A Native American tribe originating from Big Sur, Calif., secured a deal that finally returned a portion of their ancestral lands to them — 250 years after it was taken.
The Esselen Tribe, whose ancestral homeland is the Santa Lucia Mountains of the region south of the Big Sur River in Monterey County, finalized Monday the purchase of a nearly 1,200-acre ranch near Big Sur, according to Mercury News.
The ranch is just south of Carmel-By-The-Sea and is a bit larger than the Golden Gate Park in San Francisco. The purchase was part of a $4.5 million acquisition that involved the state and an Oregon-based environmental group.
For the Esselen Tribe, this purchase is a reacquisition of some of its former territory taken from them about 250 years ago when Spanish missionaries constructed a military outpost in the region and started mass conversions to Catholicism. About 90 percent of the Esselen people died due to exposure of disease from European settlers during the early 1800s, and they were stripped of their land in the process.
“It is beyond words for us, the highest honor,” Tom Little Bear Nason, chairman of the Esselen Tribe of Monterey County said to reporters. “The land is the most important thing to us. It is our homeland, the creation story of our lives. We are so elated and grateful.”
Prior to being returned to the Esselen people, the land was owned by the family of Axel Adler, who had placed it on the market in 2004 for $15 million. The Western Rivers Conservancy, an environmental group based in Portland, Ore., reportedly struck a deal to buy the land and give it to the U.S. Forest Service.
But some Big Sur residents protested this deal, expressing concern about several recent forest fires, a flux of visitors and the Forest Service’s lack of funding to take care of the property, according to Mercury News.
The Western Rivers Conservancy then facilitated a deal between the government and the Esselen Tribe. Funds from a California Natural Resources Agency grant helped buy the land and restore it to the Esselen descendants.
The land itself is home to a bounty of flora and fauna native to the California region, including endangered steelhead trout, oak woodlands and redwood trees. Esselen leaders plan to reestablish tribal cultural sites on the land, building a sweat lodge and traditional village in view of Pico Blanco Peak, the center of the tribe’s origin story.

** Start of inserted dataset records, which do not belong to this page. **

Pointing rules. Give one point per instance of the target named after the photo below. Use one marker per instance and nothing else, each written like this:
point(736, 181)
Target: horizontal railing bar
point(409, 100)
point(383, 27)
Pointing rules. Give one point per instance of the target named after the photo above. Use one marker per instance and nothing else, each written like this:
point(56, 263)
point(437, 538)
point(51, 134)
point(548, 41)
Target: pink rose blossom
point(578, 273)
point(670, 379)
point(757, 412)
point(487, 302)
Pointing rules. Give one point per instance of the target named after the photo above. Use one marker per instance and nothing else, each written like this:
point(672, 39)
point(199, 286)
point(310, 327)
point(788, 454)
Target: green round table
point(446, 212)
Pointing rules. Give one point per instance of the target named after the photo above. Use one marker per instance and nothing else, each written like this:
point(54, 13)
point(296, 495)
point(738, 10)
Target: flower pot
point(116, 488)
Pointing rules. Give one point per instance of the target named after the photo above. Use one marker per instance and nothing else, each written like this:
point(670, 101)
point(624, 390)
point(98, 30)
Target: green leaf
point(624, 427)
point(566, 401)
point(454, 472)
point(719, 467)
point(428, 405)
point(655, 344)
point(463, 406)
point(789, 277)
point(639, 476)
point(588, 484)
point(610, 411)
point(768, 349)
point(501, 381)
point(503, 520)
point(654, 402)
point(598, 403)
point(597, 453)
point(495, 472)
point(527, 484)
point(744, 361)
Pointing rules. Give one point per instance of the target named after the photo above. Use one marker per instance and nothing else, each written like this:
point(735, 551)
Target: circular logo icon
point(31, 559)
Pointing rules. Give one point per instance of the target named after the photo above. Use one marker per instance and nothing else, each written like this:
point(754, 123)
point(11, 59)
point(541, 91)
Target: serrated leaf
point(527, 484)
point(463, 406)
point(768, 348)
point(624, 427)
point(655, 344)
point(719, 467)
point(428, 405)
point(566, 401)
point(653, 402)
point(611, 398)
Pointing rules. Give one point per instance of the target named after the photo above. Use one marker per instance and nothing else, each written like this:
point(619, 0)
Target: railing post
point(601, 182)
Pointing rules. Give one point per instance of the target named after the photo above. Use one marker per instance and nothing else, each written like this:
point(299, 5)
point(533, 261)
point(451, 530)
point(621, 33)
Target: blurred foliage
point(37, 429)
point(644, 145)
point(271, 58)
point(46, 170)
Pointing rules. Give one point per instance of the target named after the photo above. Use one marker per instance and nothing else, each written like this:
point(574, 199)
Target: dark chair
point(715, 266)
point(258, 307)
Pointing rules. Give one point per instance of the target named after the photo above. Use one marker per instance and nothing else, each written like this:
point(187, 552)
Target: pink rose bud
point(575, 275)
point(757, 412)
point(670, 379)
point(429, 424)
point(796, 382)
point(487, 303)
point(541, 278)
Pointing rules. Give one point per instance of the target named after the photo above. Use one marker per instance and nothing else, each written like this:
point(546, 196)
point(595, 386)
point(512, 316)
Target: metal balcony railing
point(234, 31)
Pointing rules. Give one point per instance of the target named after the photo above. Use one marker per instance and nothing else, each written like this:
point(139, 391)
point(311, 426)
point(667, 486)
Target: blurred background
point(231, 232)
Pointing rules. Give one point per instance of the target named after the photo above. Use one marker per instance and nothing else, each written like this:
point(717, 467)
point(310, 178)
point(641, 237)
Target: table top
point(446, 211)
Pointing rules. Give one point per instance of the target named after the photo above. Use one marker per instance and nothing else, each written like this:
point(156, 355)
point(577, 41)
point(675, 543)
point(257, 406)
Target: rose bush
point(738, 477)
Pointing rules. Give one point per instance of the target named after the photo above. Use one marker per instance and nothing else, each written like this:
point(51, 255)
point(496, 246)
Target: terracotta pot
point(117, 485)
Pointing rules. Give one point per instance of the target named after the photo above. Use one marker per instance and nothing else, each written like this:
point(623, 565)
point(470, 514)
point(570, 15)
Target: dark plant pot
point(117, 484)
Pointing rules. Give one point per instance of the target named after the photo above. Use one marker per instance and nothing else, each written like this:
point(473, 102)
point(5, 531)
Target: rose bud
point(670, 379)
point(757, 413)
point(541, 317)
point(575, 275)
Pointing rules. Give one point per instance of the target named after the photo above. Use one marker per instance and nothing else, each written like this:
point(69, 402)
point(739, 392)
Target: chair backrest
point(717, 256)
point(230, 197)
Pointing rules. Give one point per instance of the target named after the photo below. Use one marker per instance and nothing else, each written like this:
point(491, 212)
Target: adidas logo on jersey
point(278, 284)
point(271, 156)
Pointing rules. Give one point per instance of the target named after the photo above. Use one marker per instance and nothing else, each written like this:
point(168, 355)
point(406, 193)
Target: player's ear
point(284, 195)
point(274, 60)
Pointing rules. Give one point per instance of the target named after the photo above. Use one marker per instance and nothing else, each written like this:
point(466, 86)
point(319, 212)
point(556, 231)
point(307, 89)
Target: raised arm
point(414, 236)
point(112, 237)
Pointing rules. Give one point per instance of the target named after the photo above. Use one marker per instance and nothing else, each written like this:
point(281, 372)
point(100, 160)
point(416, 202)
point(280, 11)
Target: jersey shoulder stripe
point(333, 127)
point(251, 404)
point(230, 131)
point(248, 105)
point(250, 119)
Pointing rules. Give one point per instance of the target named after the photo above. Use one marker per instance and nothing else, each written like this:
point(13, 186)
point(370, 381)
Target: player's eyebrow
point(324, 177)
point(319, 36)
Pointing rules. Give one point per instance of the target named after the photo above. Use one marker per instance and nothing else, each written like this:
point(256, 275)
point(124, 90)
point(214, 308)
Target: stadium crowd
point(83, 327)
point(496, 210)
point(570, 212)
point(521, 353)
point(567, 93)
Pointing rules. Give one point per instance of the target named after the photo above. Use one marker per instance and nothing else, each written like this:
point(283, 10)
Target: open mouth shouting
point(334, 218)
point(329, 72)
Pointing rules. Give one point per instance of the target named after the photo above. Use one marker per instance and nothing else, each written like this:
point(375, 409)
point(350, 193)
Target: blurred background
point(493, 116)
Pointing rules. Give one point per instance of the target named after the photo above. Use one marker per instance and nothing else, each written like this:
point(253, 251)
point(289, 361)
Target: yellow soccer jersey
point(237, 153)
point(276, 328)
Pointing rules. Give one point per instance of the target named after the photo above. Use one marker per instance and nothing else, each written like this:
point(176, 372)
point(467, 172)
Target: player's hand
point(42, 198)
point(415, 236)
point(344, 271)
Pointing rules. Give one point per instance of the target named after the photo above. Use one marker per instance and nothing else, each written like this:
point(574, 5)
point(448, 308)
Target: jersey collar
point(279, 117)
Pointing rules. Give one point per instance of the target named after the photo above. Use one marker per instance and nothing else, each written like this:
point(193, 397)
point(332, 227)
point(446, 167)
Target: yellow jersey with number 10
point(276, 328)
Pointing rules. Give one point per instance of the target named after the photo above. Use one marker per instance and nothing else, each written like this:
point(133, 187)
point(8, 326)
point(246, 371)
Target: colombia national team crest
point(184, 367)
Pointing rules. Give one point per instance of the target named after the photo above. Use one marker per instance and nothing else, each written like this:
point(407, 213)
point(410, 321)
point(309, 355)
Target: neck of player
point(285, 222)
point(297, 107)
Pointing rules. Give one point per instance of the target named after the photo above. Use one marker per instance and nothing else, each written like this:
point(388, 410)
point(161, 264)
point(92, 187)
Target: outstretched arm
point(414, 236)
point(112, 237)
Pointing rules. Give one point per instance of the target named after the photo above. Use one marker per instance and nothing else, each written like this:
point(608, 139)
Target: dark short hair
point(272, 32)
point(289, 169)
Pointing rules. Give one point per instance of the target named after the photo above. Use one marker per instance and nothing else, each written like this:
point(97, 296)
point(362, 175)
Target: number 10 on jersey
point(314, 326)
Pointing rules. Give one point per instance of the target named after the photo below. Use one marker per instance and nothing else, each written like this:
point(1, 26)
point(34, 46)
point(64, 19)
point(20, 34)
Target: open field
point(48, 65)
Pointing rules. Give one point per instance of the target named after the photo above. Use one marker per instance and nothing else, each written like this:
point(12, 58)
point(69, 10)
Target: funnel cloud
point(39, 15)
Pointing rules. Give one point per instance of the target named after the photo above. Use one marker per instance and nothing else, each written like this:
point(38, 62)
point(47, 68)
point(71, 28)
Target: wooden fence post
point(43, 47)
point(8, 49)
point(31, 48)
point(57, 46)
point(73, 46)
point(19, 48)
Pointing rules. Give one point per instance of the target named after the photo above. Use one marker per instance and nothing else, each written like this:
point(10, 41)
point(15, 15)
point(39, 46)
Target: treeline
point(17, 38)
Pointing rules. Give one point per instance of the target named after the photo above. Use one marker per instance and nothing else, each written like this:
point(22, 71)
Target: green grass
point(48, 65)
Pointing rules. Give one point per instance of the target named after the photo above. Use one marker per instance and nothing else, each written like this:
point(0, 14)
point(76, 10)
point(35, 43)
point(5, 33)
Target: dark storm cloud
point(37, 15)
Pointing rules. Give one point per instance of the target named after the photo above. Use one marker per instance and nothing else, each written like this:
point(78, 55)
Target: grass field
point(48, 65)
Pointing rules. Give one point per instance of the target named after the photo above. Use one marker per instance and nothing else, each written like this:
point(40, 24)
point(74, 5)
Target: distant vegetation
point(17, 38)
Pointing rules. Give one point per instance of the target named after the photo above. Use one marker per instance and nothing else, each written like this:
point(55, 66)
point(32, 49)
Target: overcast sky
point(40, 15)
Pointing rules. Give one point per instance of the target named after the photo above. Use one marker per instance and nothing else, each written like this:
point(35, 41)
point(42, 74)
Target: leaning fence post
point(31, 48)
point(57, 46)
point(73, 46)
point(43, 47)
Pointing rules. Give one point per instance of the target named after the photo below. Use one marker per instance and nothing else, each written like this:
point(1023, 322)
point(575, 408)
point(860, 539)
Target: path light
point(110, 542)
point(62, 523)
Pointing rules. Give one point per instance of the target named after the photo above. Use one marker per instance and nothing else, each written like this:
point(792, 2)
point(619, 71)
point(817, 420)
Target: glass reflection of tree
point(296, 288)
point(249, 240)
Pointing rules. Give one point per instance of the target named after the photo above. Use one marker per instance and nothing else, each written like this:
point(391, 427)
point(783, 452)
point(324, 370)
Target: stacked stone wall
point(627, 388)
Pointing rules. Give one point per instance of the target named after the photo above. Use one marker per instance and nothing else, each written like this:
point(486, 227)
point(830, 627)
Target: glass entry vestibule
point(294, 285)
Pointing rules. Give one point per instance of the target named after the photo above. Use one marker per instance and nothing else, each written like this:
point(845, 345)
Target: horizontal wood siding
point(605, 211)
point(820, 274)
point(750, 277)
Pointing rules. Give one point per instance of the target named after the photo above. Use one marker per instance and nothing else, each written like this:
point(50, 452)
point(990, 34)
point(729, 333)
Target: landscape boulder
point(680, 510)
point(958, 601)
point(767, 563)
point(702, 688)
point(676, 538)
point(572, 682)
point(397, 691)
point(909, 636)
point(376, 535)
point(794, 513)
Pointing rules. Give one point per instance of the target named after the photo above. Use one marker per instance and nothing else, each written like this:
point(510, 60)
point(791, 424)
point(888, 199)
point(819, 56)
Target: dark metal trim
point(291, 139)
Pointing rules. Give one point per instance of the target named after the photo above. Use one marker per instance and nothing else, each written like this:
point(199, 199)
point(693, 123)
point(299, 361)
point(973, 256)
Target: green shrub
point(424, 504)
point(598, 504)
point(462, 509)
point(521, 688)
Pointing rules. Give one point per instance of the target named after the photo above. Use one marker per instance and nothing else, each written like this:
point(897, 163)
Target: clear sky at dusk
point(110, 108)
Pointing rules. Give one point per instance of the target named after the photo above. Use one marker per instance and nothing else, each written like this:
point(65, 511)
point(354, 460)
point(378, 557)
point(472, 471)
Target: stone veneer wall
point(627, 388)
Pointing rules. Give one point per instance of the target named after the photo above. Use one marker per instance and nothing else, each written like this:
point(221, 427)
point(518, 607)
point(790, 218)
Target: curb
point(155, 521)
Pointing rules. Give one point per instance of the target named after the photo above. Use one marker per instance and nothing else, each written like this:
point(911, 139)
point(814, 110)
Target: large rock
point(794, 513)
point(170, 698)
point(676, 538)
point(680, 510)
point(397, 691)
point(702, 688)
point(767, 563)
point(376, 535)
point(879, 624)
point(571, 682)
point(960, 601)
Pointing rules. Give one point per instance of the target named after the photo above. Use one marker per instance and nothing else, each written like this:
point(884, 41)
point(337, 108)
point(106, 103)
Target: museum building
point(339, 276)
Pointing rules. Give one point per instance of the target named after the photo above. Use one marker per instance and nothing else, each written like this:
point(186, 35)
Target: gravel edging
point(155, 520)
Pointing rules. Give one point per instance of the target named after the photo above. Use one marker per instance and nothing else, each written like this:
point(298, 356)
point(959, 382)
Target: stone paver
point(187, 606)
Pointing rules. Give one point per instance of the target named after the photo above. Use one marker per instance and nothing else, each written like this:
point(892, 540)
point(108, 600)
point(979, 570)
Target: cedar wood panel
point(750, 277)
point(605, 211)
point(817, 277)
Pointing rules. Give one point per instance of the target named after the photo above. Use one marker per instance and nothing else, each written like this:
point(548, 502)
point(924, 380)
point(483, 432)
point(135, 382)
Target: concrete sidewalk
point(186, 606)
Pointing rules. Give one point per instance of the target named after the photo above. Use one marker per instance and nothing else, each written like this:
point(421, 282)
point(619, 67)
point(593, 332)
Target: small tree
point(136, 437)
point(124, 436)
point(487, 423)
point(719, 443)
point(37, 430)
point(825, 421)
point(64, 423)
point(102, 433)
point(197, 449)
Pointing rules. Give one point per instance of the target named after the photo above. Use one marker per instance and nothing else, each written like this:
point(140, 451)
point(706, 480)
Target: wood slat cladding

“The Little Sur River is a big deal for steelhead, and the property is a big deal for condor reintroduction and redwoods,” Sue Doroff, president of the Western Rivers Conservancy, told Mercury news reporters. “The property is spectacular, and on top of that it repatriates land to a tribe that has had a really hard go of it over the years. To be a part of helping a tribe regain its homeland is great.”
This new deal will also allow the tribe to preserve the land as undeveloped, as opposed to the original plan for the property to be broken in five lots for developers to build on.
“We’re the original stewards of the land. Now we’re returned,” Nason said. “We are going to conserve it and pass it on to our children and grandchildren and beyond.”
There are no plans to build permanent property, like housing or businesses, on the land.